On a local level, South West Hospital and Health Services’ mental health team is taking the time to remind everyone they’re not alone.
Perinatal mental health clinician Julianne Everson said the week was a chance to start potentially lifesaving conversations, and there was no better way to do that than being on the ground.
“Mental health is not something to be afraid of or to hide away from,” she said.
“Everyone at some point in their life is likely to experience some sort of mental health issue and we just want people to know they’re not alone and there are services here.
“We are at the Saleyards with a group of people who maybe wouldn’t be the type to approach us.

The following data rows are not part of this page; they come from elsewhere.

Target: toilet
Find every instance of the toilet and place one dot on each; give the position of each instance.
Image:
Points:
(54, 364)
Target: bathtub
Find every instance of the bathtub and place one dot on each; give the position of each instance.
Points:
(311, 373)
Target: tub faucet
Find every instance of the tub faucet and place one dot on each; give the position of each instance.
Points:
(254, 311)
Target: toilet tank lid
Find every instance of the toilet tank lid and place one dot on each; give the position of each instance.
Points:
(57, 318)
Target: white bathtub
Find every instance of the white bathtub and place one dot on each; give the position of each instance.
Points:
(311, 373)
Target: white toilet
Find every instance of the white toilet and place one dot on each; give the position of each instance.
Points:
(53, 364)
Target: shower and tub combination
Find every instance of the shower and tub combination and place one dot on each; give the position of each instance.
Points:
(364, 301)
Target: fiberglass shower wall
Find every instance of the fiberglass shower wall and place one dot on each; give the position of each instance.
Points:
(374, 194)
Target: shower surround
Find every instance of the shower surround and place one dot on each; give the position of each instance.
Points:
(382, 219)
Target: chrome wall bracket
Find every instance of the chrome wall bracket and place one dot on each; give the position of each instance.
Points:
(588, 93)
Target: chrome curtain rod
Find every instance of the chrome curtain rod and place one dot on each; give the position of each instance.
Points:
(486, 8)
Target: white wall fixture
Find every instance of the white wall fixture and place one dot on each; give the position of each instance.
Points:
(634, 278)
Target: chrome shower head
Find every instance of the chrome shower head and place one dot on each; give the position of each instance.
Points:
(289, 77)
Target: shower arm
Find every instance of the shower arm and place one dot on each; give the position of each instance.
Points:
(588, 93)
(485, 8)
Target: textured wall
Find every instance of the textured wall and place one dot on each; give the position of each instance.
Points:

“The first step is the hardest step but it is the most important step. Don’t be afraid to reach out, don’t ever be afraid you’ll be judged or thought less of.”
Child and youth clinician Belinda Chandler said a big part of her role was making sure the community knew she was there.
“We don’t want to push our services on people but we want people to know they can approach us,” she said. “We know how tough times can be but we want people to know we are on their side.”
If you or someone you know needs help, phone Lifeline on 13 11 14 or beyondblue on 1300 224 636.
Mental health clinicians Julianne Everson and Belinda Chandler talk mental health awareness and open conversation.